JB Pritzker wins key union endorsement in IL governor's race

Tuesday, June 06, 2017 05:47PM
The Illinois AFL-CIO is putting its support behind the billionaire candidate J.B. Pritzker.


CHICAGO - Democrat J.B. Pritzker received a key endorsement in the race for Illinois governor: the Illinois AFL-CIO is putting its support behind the billionaire candidate.

Chanting outside of a Governor Bruce Rauner event on the Far South Side, union workers came to protest the governor's anti-union policies. Labor is already playing a big and early role in the governor's race, as Rauner said Tuesday's Illinois AFL-CIO endorsement of J.B. Pritzker is more of the same.

"The leaders of special interests groups have been doing well they like to defend the status quo," Rauner said.

With 288 days before the primary, the powerful labor group says the highly unusual early endorsement of Pritzker is necessary to defeat Rauner. Because Pritzker has the money to compete with the governor, it frees up the AFL-CIO's financial resources to concentrate on building support in local races.

"Organized labor can build a coalition, it can aggregate votes, it can do education," said University of Illinois Labor Professor Bob Bruno.

Professor Bruno says a labor endorsement can also make a big difference in a close primary and general election race.

"If organized labor can push in the right direction, that extra few percentages can make all the difference," he said.
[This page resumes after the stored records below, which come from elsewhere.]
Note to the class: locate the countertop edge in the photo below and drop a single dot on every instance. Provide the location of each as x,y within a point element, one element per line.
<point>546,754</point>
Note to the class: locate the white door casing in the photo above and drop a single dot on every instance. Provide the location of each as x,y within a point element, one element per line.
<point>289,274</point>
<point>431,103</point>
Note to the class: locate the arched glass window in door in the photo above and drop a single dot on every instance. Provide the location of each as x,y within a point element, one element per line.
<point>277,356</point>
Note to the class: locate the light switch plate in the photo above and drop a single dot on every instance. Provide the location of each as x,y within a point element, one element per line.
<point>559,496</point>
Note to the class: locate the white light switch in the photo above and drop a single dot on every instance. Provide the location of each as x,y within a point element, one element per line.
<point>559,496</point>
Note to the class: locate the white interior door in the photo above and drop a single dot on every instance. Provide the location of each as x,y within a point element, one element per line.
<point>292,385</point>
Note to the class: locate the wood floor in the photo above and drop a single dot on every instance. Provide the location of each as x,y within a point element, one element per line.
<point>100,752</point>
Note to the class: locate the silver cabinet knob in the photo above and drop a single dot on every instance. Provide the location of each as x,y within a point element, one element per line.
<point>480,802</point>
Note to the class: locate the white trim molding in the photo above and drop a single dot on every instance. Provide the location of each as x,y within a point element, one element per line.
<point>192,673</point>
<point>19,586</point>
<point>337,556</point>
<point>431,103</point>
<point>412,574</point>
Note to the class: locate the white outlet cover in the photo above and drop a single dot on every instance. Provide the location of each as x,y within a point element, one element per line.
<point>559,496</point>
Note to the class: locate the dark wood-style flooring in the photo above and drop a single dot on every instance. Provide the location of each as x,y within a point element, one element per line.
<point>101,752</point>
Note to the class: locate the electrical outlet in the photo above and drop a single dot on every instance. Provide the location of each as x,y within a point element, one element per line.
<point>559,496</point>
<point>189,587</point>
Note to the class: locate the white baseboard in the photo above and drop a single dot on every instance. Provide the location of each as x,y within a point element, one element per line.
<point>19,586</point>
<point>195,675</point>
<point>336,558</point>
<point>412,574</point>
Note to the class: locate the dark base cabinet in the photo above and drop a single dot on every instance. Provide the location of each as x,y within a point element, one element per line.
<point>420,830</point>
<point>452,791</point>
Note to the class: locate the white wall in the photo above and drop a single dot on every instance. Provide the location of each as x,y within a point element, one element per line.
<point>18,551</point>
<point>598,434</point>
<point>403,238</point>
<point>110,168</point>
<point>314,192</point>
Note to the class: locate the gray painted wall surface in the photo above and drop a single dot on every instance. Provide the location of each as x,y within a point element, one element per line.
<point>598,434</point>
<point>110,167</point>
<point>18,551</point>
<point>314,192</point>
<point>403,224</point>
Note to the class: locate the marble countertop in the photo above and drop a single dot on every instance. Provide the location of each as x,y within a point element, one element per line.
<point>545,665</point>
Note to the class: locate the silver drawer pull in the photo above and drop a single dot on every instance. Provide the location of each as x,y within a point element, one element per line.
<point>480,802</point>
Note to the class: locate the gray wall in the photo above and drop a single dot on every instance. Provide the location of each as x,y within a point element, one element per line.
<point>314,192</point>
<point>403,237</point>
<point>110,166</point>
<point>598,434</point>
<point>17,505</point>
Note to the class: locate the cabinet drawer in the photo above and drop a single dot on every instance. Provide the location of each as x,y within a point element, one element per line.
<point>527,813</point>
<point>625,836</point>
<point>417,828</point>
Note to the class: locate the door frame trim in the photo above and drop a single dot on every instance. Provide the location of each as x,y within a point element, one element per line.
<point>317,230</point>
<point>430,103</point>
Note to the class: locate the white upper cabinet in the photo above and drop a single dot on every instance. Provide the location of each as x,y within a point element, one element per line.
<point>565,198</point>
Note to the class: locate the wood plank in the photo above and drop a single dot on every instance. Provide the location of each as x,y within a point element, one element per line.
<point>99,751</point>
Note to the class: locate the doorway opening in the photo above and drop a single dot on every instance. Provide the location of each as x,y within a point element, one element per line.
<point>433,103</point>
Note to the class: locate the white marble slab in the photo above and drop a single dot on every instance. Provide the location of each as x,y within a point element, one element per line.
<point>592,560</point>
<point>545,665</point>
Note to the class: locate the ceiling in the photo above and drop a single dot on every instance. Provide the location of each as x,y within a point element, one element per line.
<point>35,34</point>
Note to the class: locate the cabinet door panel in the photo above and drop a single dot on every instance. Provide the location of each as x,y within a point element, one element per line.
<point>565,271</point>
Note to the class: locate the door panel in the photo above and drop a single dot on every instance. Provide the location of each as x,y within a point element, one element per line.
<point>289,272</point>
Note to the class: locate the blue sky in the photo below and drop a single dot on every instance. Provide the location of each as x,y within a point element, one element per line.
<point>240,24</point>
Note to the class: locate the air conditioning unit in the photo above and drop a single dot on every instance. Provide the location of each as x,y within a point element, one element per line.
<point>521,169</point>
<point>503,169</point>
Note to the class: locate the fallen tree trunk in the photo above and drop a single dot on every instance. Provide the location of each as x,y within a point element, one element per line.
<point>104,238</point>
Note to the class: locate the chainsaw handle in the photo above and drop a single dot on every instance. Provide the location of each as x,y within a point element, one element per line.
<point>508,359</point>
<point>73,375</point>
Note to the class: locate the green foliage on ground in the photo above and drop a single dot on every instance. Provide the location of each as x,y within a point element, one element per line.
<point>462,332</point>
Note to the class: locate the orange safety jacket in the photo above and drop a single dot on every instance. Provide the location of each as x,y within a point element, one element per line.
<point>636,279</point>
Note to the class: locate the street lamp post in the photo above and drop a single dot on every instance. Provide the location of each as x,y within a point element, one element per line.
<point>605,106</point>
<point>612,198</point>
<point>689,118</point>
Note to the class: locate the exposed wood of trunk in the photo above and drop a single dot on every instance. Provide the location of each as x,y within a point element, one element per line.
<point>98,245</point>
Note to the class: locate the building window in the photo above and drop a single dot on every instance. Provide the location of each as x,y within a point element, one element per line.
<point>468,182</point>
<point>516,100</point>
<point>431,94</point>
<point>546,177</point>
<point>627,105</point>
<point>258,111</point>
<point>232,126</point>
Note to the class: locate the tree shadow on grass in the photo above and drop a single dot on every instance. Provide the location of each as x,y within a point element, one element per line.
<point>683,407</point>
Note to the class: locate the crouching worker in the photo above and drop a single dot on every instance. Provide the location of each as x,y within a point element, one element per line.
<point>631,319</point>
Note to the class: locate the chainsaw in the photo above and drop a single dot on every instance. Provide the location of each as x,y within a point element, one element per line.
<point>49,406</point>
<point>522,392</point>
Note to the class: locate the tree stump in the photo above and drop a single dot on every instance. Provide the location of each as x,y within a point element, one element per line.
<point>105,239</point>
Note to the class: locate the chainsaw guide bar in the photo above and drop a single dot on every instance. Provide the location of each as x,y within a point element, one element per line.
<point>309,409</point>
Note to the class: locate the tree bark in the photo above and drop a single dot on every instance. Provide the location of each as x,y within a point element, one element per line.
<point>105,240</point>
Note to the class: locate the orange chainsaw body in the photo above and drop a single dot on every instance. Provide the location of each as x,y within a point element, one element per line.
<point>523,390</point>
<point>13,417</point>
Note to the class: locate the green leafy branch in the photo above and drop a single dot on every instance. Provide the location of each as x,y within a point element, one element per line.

On the other hand, some of Pritzker's democratic opponents are hoping the endorsement of J.B. Pritzker plays into their progressive campaigns.

The Chris Kennedy campaign writes, "it's about Springfield establishment insiders who cut deals and circumvented the normal endorsement process," and State Senator Daniel Biss says "the working people of Illinois deserve better than being told they have to support a billionaire, whose family fortune was enriched by anti-union behavior."

Candidate Ameya Pawar released a much tamer statement. He says "will always be a steadfast supporter of organized labor." Other big labor organizations, such as AFSCME, SEIU and the teachers say they will go through their standard vetting process before making endorsements.